CWE-ID: CWE-352 - Cross-Site Request Forgery (CSRF)

CVSSv4: CVSS:4.0/AV:L/AC:L/AT:N/PR:N/UI:A/VC:N/VI:H/VA:N/SC:N/SI:N/SA:N/E:U/U:Green


The vulnerability allows a remote attacker to perform unauthorized actions.

The vulnerability exists due to missing cross-site request forgery protection in the AJAX endpoint lib/ajax.php?action=editapikey when handling crafted cross-site requests. A remote attacker can trick the victim into visiting a crafted page to perform unauthorized actions.

User interaction is required to load the crafted page.


6) CRLF injection (CVE-ID: N/A)

CWE-ID: CWE-93 - Improper Neutralization of CRLF Sequences ('CRLF Injection')

CVSSv4: CVSS:4.0/AV:N/AC:L/AT:N/PR:L/UI:N/VC:H/VI:H/VA:L/SC:N/SI:N/SA:N/E:U/U:Green


The vulnerability allows a remote user to inject arbitrary web server configuration directives and disclose sensitive information.

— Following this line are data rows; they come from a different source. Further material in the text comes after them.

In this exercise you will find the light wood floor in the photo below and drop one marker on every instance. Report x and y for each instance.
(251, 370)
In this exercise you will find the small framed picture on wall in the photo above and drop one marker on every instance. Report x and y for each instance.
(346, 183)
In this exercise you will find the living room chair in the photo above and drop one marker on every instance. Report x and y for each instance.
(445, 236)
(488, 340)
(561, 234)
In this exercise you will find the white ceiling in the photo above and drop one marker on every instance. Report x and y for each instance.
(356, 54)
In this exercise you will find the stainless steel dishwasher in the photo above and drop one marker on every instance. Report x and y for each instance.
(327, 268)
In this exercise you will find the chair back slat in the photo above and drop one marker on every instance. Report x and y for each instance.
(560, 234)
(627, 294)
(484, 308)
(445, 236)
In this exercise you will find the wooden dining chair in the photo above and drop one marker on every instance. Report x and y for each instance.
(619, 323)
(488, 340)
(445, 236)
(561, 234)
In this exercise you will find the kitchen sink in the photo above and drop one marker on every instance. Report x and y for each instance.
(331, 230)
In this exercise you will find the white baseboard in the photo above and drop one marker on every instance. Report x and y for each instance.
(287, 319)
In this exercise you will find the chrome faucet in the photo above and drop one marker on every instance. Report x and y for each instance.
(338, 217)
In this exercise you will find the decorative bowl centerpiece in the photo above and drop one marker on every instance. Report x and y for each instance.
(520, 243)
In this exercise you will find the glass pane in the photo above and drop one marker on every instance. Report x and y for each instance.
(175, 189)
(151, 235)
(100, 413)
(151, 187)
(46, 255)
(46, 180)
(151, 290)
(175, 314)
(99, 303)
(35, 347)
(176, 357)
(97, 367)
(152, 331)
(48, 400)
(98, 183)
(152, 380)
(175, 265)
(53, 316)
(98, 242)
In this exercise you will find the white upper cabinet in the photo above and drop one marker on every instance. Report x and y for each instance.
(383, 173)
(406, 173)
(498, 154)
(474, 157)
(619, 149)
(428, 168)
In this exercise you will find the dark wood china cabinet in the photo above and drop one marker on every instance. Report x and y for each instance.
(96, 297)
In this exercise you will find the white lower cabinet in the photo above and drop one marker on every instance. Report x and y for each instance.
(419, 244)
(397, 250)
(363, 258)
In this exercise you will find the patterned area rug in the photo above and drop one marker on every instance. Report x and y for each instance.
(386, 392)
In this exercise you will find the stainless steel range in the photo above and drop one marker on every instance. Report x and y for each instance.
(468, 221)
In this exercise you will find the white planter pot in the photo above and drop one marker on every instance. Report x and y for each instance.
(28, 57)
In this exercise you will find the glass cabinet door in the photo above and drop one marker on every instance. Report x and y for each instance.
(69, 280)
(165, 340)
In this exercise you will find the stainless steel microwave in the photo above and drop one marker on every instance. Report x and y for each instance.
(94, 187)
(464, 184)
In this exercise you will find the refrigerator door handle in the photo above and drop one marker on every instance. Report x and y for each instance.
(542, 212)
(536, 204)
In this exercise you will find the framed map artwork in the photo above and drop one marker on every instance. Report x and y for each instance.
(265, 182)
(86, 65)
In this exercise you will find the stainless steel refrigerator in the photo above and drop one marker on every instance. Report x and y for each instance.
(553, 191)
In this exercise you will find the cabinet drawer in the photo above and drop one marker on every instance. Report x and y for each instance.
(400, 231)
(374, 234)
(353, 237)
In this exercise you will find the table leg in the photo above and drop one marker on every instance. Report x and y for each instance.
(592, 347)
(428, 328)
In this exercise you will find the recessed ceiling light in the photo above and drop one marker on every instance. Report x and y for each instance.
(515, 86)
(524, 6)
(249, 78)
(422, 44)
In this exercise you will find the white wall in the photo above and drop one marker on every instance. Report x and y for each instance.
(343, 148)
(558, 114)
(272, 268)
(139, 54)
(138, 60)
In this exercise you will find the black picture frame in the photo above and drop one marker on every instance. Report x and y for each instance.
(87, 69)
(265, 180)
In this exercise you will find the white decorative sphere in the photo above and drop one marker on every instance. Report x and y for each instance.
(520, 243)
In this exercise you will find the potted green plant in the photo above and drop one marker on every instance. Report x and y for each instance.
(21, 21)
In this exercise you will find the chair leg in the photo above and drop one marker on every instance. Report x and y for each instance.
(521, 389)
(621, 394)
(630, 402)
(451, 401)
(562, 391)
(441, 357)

The vulnerability exists due to improper neutralization of crlf sequences in subdomain redirect URL handling in lib/Froxlor/Api/Commands/SubDomains.php when processing customer-supplied redirect URLs during subdomain creation or update. A remote user can supply a redirect URL containing literal newline characters to inject arbitrary web server configuration directives and disclose sensitive information.

The injected content is written into nginx or Apache virtual host configuration files during the cron rebuild cycle, and a malformed payload can cause a denial of service for all hosted customers while a crafted payload can affect other hosted domains.


Remediation

Install update from vendor's website.